È proprio presentando pochi giorni fa il libro di Di Figlia – insieme fra gli altri al presidente della Comunità ebraica di Roma, Riccardo Pacifici – che il segretario del Pd, Pierluigi Bersani ha ripercorso questa storia, pronunciando anche una sorta di piccola «autocritica» – un classico nella storia comunista. Bersani ha riconosciuto che la «tendenza antisemita» sovietica fu «elemento di involuzione nella pratica della sinistra in Europa e in Italia», anche se ha portato come attenuante la tendenza filo-araba di tutta la politica italiana, dettata da ragioni geopolitiche (energetiche soprattutto). E ha riconosciuto il «meccanismo psicologico» che ha indotto a guardare più al «popolo umiliato» (i palestinesi) rispetto al «popolo insicuro» (Israele), definendolo un «antico istinto che va corretto e sorvegliato». Dopo aver ripercorso questo passaggio, accennando alla politica terzomondista della sinistra massimalista, Bersani ha spiegato, con qualche imbarazzo e – come nel suo stile – con pragmatismo, qual è la posizione sua (e quale sarebbe quella del suo eventuale governo): «Nessuno nega sicurezza, confini, diritto all’autodifesa» ha scandito richiamando però anche la «proporzionalità» di questa autodifesa. «E nessuno negherebbe diritto ad avere uno Stato, senza pensare di usare la forza» – ha aggiunto riferendosi ai palestinesi. Ma il grande sponsor di Bersani è quel Massimo D’Alema che incredibilmente da ministro degli Esteri passeggiò sottobraccio con un deputato hezbollah a Beirut.

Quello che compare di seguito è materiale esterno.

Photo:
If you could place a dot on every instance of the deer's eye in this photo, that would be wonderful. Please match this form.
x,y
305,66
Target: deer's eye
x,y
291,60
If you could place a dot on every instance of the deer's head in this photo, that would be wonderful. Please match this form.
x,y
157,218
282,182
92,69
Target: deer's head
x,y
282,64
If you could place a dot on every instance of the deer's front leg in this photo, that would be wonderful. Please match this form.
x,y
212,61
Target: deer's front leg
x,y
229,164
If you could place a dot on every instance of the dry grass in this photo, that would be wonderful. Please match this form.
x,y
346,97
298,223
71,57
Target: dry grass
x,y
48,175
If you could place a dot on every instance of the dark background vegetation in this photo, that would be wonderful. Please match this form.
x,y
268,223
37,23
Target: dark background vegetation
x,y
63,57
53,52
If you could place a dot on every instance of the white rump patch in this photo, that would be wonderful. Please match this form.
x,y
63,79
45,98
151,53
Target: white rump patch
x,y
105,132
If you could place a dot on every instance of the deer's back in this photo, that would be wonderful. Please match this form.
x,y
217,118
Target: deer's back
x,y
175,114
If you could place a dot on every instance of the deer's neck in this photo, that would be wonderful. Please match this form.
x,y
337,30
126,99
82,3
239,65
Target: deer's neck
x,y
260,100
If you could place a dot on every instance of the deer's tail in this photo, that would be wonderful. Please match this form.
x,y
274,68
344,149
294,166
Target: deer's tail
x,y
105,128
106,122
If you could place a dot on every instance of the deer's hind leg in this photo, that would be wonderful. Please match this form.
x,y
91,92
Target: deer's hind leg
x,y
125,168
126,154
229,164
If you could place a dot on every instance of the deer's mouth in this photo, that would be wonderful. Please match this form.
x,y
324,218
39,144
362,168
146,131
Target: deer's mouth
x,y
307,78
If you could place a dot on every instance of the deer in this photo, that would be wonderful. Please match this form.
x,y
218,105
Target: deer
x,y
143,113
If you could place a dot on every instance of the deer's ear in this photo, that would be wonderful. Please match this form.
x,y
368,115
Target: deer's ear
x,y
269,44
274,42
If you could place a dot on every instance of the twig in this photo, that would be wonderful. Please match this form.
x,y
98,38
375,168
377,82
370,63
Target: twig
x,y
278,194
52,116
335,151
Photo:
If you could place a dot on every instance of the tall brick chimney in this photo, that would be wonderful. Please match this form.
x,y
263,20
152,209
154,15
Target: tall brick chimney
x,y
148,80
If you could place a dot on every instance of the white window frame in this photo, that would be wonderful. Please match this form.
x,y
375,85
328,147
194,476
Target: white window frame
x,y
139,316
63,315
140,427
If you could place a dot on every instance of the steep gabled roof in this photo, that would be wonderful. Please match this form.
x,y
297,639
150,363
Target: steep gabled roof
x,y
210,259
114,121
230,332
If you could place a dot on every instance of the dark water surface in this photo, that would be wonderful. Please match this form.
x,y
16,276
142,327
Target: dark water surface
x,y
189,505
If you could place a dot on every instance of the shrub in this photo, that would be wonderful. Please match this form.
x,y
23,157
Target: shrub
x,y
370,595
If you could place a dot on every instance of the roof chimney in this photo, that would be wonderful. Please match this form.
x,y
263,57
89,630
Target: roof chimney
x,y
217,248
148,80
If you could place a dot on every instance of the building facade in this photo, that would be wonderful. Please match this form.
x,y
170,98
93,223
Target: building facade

Una posizione controversa, dunque, quella del Pd, piena di dubbi, di piccoli passi avanti e grandi contraddizioni. E la svolta al segretario l’ha suggerita proprio Pacifici: non più «Due popoli due Stati» ma «Due Stati due democrazie». Lo stesso Pacifici che pochi giorni fa ha smascherato la linea unilaterale e «faziosa» di Vendola: «Le sue dichiarazioni – ha detto – ripropongono lo schema di una sinistra che riporta le lancette indietro di almeno 20 anni».

Fuori dalle ambiguità e non ripiegata su tic e riflessi del passato è sembrata invece la linea di Matteo Renzi, che ha telefonato, parlando da «Amico di Israele», alla maratona oratoria «Per la verità, per Israele» organizzata dalla deputata Fiamma Nirenstein (Pdl) con «Roma Summit». E in tv ha detto chiaramente cosa pensa: «La sinistra italiana deve abituarsi a ridire che Israele ha il diritto di esistere, perché troppo spesso c’è stato un atteggiamento della sinistra anti-israeliano inconcepibile e insopportabile». Ricordando che «Israele è un paese che è circondato da realtà che vogliono la sua distruzione, a partire dall’Iran». Una linea da approfondire ma molto chiara e legata alla tradizione della sinistra migliore: liberaldemocratica e moderna.